Related Work & Insights¶
- vs MCMC (HMC/PT): No mixing required, avoiding exponential mixing times in high dimensions; however, cannot provide asymptotic exactness guarantees like MCMC.
- vs SVGD: AF does not rely on kernel computation, avoiding polynomial complexity; SVGD suffers from particle collapse in high dimensions.
- vs Path-guided NF (Tian et al.): Requires 50+ annealing steps and step-by-step score estimation, whereas AF only requires 3-5 steps.

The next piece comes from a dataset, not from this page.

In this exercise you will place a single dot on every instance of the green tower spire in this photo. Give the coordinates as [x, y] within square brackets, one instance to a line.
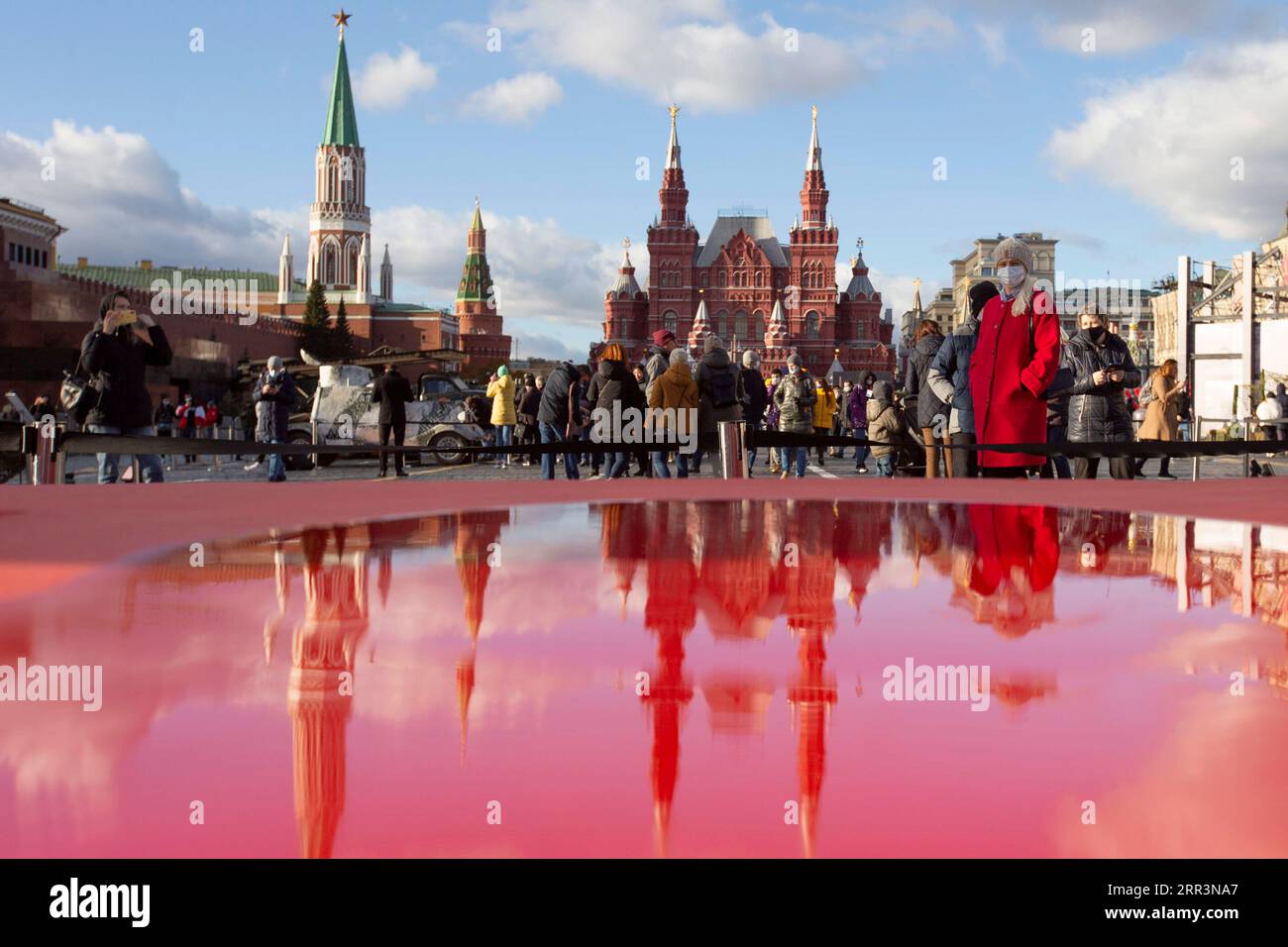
[342, 127]
[476, 274]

- vs Score-based Diffusion: Diffusion models learn scores from data, while AF directly computes scores from annealed densities; they apply to different scenarios (AF for sampling with known densities, Diffusion for data-driven generation).
- Insights: The concept of combining annealing + continuous dynamics can be extended to other sampling/optimization problems that require crossing energy barriers.
Rating¶
- Novelty: ⭐⭐⭐⭐⭐ The combination of dynamic OT + annealing and its theoretical analysis is highly original.
- Experimental Thoroughness: ⭐⭐⭐⭐ Fully validated across synthetic and physical distributions, with rich ablation studies in high dimensions.
- Writing Quality: ⭐⭐⭐⭐ Rigorous theoretical derivations and clear illustrations.
- Value: ⭐⭐⭐⭐⭐ A key breakthrough in high-dimensional multi-modal sampling, with broad applications in statistical physics and Bayesian inference.